With the Bush administration leading the United States to a war against Iraq, millions of people around the world took to the streets for peace and justice. On February 15th, 2003, over fifteen million people in 60 countries marched against the war in the largest protest in recorded history. In the Bay Area, global justice organizers called for a Direct Action to Stop the War (DASW) spokescouncil to democratically plan a shutdown of the financial district of San Francisco which is the West Coast financial center of the U.S. Organized in hundreds of affinity groups over 15,000 people successfully shutdown business as usual on March 20th 2003, the day after the U.S. war began.
Catalyst Project teamed up with two allied white anti-racist organizations in the Bay Area, the Heads Up Collective and Active Solidarity, to lead anti-racist training to help build DASW and the Bay Area Left. With Catalyst advisor Nisha Anand and Active Solidarity we held a "Mass Evaluation and Strategy Session" following up on the successful mass day of action. DASW continued to organize dynamic and creative anti-war actions throughout 2003. In the summer of 2003, Active Solidarity held a teach-in on the connections between the war on Iraq and the war on poor and working class people in the U.S. and in the Bay Area. The teach-in brought together leading organizers from community based economic and racial justice organizations like POWER and the Coalition on Homelessness and DASW organizers.

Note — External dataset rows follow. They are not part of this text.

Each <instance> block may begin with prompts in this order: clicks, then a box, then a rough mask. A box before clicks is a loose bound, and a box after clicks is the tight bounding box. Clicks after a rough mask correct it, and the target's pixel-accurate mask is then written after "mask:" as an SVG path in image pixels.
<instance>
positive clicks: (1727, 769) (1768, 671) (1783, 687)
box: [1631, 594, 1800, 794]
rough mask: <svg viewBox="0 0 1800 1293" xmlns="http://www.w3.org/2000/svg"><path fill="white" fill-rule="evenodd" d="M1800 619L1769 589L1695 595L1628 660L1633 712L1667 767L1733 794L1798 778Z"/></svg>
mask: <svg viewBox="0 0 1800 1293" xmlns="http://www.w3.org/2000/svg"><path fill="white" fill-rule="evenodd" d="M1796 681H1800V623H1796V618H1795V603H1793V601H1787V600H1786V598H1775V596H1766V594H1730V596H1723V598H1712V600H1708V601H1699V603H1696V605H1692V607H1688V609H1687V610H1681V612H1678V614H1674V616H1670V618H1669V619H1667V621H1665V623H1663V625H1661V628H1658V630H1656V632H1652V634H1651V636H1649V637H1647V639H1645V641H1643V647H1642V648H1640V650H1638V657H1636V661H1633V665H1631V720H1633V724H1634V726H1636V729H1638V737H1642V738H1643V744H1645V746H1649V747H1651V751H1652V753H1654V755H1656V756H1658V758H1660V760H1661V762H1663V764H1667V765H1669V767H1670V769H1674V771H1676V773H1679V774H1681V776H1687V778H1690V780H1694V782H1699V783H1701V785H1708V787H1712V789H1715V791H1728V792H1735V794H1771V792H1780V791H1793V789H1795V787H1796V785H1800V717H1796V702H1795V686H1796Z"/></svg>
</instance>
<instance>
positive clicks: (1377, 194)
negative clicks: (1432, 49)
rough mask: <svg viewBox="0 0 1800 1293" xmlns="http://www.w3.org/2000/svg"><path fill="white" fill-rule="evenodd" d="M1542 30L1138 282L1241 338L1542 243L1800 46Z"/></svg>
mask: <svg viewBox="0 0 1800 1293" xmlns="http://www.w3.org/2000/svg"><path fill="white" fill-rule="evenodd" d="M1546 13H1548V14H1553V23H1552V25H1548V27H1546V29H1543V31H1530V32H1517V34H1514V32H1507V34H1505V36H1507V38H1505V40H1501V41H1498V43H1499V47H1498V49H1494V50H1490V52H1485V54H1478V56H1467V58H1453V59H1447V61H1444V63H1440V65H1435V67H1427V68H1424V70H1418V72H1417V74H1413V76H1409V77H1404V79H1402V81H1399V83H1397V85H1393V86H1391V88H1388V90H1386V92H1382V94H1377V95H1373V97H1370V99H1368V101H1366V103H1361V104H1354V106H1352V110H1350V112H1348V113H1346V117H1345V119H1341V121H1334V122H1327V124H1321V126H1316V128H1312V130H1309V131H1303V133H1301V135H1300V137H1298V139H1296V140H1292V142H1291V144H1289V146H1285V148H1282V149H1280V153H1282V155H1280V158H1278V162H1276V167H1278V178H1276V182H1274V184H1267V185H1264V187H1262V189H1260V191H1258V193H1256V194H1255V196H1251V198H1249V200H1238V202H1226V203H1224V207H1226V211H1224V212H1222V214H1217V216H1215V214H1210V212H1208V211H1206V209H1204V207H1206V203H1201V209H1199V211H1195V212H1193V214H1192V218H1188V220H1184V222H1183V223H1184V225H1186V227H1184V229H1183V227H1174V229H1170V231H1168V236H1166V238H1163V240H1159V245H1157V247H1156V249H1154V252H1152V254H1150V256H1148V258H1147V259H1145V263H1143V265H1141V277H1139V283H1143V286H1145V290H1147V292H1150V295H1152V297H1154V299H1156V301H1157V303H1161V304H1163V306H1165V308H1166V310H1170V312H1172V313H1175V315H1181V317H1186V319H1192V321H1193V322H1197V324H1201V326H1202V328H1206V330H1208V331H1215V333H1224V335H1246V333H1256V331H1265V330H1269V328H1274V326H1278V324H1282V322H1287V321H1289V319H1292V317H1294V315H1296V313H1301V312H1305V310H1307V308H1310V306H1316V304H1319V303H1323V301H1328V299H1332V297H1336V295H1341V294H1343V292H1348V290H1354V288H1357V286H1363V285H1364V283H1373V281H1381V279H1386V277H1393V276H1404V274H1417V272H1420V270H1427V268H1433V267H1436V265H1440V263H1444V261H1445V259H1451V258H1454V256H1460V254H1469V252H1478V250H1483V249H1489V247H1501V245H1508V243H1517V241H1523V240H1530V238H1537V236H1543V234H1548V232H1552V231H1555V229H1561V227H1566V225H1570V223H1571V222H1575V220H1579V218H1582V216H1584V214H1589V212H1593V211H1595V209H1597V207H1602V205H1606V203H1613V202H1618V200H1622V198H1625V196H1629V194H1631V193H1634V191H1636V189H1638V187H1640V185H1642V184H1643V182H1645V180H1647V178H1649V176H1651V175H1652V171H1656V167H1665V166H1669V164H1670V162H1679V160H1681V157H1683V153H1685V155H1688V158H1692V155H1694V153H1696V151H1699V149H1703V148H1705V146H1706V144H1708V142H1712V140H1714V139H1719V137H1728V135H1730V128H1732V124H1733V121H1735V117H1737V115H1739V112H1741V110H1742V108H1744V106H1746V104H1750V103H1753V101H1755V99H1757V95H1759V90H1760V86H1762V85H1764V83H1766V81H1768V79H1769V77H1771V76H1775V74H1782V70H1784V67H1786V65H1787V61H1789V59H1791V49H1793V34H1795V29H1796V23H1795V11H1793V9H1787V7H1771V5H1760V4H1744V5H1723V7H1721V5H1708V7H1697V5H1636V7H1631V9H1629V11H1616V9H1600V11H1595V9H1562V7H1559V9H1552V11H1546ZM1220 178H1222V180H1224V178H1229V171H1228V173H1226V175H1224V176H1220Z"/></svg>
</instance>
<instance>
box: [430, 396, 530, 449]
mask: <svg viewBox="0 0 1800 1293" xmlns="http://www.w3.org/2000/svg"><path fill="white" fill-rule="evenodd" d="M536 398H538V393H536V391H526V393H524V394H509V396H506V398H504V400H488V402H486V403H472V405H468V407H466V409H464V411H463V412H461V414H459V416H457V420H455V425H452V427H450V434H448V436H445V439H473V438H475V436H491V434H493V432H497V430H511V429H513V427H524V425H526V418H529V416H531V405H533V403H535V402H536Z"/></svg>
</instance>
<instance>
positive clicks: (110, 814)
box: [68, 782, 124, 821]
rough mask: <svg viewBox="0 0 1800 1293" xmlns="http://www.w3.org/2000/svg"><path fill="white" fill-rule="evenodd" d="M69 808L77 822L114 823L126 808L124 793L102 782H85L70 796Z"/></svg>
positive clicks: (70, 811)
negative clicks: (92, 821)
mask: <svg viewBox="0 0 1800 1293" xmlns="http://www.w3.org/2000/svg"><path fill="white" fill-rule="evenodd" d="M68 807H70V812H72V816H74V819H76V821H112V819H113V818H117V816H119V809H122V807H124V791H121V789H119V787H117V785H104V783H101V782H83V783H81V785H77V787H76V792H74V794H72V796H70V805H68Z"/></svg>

With Catalyst advisor Paul Kivel and the Against Patriarchy Men's Group, Catalyst held a "Challenging Male Supremacy" workshop for men in DASW to strength feminist practice in the anti-war movement. In the fall of 2003, The Heads Up Collective held a strategy session to "Fight the War at Home and Abroad" that focused on strategic uses of electoral politics to win a living wage, defeat an anti-poor people measure and strengthen the left.
These combined efforts help strengthen the Bay Area anti-war movement in a time of heightened activity.